Candy, beer, sticky notes
While counterintuitive, a compendium of six rather elaborate studies published in the Journal of Marketing Research holds that being tired actually makes consumers more open to choices. That was evident in the subjects’ choices of beer, candy bars, and sticky notes on the day the clocks went forward, compared with other Sundays. Variety-seeking appears to be a weapon against sleepiness.
“The results really surprised me,” said coauthor Charles Weinberg, a marketing professor emeritus at the University of British Columbia Sauder School of Business.
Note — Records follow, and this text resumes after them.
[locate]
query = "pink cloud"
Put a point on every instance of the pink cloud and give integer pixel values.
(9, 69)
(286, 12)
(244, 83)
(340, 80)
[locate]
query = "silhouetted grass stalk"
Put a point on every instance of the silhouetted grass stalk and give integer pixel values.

The authors suggested it wouldn’t be a bad idea for bars to spice up their happy hour offerings this Monday.
At the end of the day ...
While the clock-switch ritual marches on, it has undergone significant changes in recent decades, with daylight saving time in reality becoming the new standard.
In 2007 it was moved up four weeks as part of an energy-conservation bill and now consumes two-thirds of the calendar.
» READ MORE: Daylight saving time and "social jet lag"
Might it someday claim the other months?
It did 50 years ago, when the United States experimented with year-round DST during an energy crisis. However, it was so unpopular that it lasted only 10 months.
Weinberg, himself, is all for year-round standard time. He lives in Vancouver, where the sun will set at 9:22 p.m. at the summer solstice.
“Monday is a tough morning,” he said, and he misses that early morning light. But he says the consolation prize isn’t so bad.
“You get a bonus day in the summer,” he said. “You work during the day, and you go home and you have another four or five hours of sunlight.”